The Gemara then differentiates between chametz and a promissory note, showing that R. Shimon’s ruling about chametz cannot serve as a source for Rabbo’s ruling about a promissory note. However, the Gemara says that Rabbi Meir, another Tanno who maintains that one is liable for causative damages that are classified as garmi, rules that the one who burned the promissory note is liable even for the loss of the non-intrinsic value of the note because it is garmi.

Thus, we derive from this Gemara the important principle that when one causes the owner of an object to suffer a loss of the non-intrinsic value of an object, his action is classified as garmi. Since the law is that one who damages is liable for damages that are classified as garmi, it follows that one who damages an object is liable even for the owner’s loss of the non-intrinsic value of the object that he damaged. Thus, the CM rules (386, 2) that one who burns a person’s promissory note must pay its owner the face value of the promissory note.

We note that there is a dispute whether one who burns stolen chametz is liable for garmi. The position of the Ramban, which is ruled by CM, is that he is liable. However, the position of Tosafos, which is followed by several poskim (e.g., Yam Shel Shlomo BK 9, 19 whose position is discussed by Shach 386, 11) is that since this chametz only has value to the thief, one who damages it is not liable as garmi.

In your situation, since anyone can buy the honor, even Tosafos agrees that the one who set fire to the woodpile is liable as garmi.

Thus, we have derived the general principle that one who damages a dovor hagorem lemomon is liable because the act of damage is classified as garmi. If the object has value to the general public all agree that the one who damages is liable as garmi but if it only has value for one person it is a dispute. In your situation, since it has general value, all agree that the one who damaged is liable because his action is classified as garmi, a causative act of damage for which one is liable.
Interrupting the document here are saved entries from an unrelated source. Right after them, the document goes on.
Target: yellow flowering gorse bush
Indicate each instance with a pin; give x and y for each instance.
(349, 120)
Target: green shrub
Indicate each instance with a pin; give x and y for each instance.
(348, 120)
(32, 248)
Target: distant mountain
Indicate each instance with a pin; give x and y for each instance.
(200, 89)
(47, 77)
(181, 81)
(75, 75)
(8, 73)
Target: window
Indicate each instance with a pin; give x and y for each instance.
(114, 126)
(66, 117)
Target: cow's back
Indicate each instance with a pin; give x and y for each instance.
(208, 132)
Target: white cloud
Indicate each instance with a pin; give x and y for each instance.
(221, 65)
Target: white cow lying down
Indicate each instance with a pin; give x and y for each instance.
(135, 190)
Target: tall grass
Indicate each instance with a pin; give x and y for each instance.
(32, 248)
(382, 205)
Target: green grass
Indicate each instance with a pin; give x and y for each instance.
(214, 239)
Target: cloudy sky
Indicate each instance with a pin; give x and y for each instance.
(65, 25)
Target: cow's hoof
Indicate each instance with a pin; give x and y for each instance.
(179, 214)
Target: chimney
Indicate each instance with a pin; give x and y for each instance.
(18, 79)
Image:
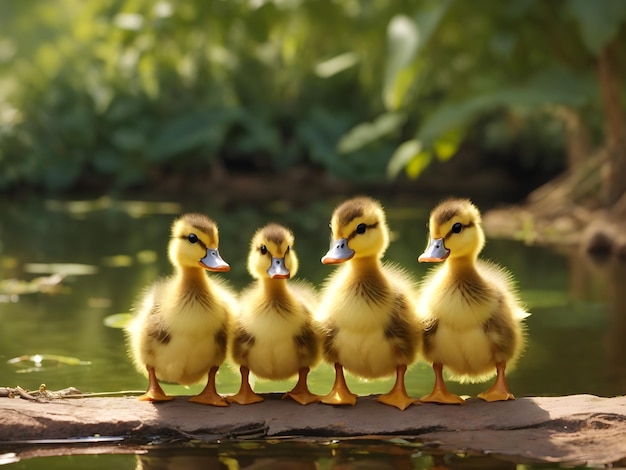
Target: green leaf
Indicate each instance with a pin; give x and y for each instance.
(448, 144)
(402, 46)
(337, 64)
(599, 21)
(185, 133)
(406, 152)
(418, 164)
(368, 132)
(406, 37)
(554, 86)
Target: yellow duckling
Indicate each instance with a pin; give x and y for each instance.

We note further that even if this had happened a few hours earlier, when no one would have bought the honor, the one who damaged the woodpile would have been liable for the full amount even though at that time it could not have been sold for this amount.
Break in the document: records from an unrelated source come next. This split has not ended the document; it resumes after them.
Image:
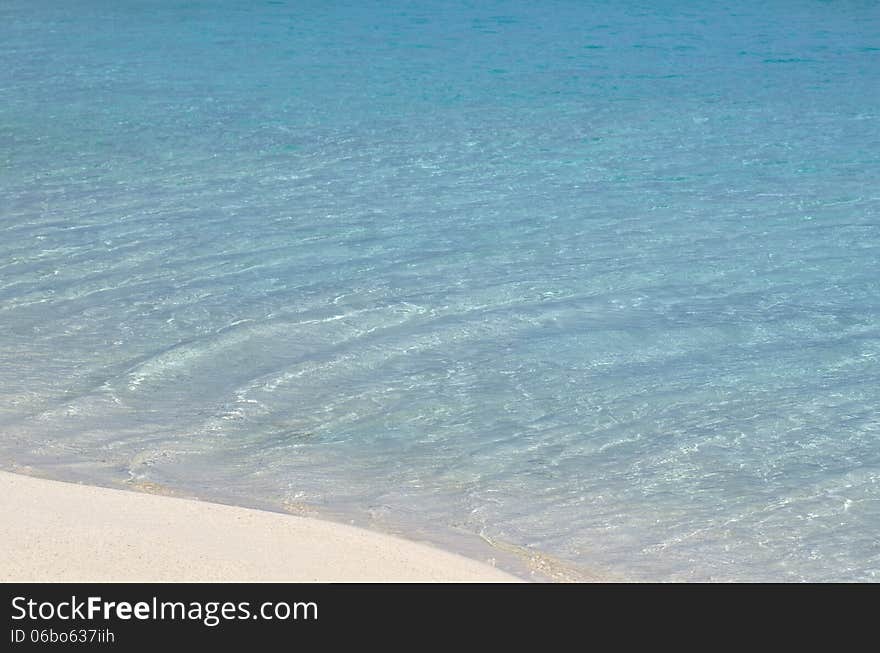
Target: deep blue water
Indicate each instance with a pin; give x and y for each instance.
(600, 280)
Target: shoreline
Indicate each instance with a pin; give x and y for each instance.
(56, 531)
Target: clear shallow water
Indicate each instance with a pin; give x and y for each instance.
(595, 279)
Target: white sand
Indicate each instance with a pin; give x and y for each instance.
(51, 531)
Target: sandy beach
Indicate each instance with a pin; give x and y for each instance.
(52, 532)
The source for this ruling is the discussion of the Gemara (BM 99B) and poskim concerning one who broke a barrel of wine which had a higher price on market days and a lower price on non-market days. Rashi explains that the Gemara rules that even if one damages the barrel on a non-market day, he must pay the price that the owner could sell it for on the market day. The Ketsos (304, 1) explains that Rashi’s rationale is that since the barrel could be sold for the higher price on the market day the one who damages must pay that price since the loss of potential income which he caused is considered garmi. Furthermore, the Ketsos brings other Rishonim who agree with Rashi and therefore rules that in practice the victim may take that amount from the one who damaged him.

The Nesivos (304, 2) disagrees with the Ketsos because the Gemara rules that one who steals an object or is liable because he was negligent in caring for an object that he was entrusted to watch must pay the price that the object was worth on the day the damage occurs. Therefore, the Nesivos says that one is not required to pay for an object’s value in the future, since we see in similar cases that the determinant is its current price.

However, the Nesivos agrees that for an object that is not sold for any other price besides its future price, the determinant is the future price because that is the only price that the object has.

We note that in your situation it is only because the one who damaged was negligent that he is liable. The reason is because we have determined that tossing a cigarette onto a woodpile is an act of garmi in terms of the loss of potential income and one is only liable (Shach 386, 6) for damages that are classified as garmi if he was negligent.

In conclusion: The one who threw the cigarette must pay a thousand dollars to your shteibel.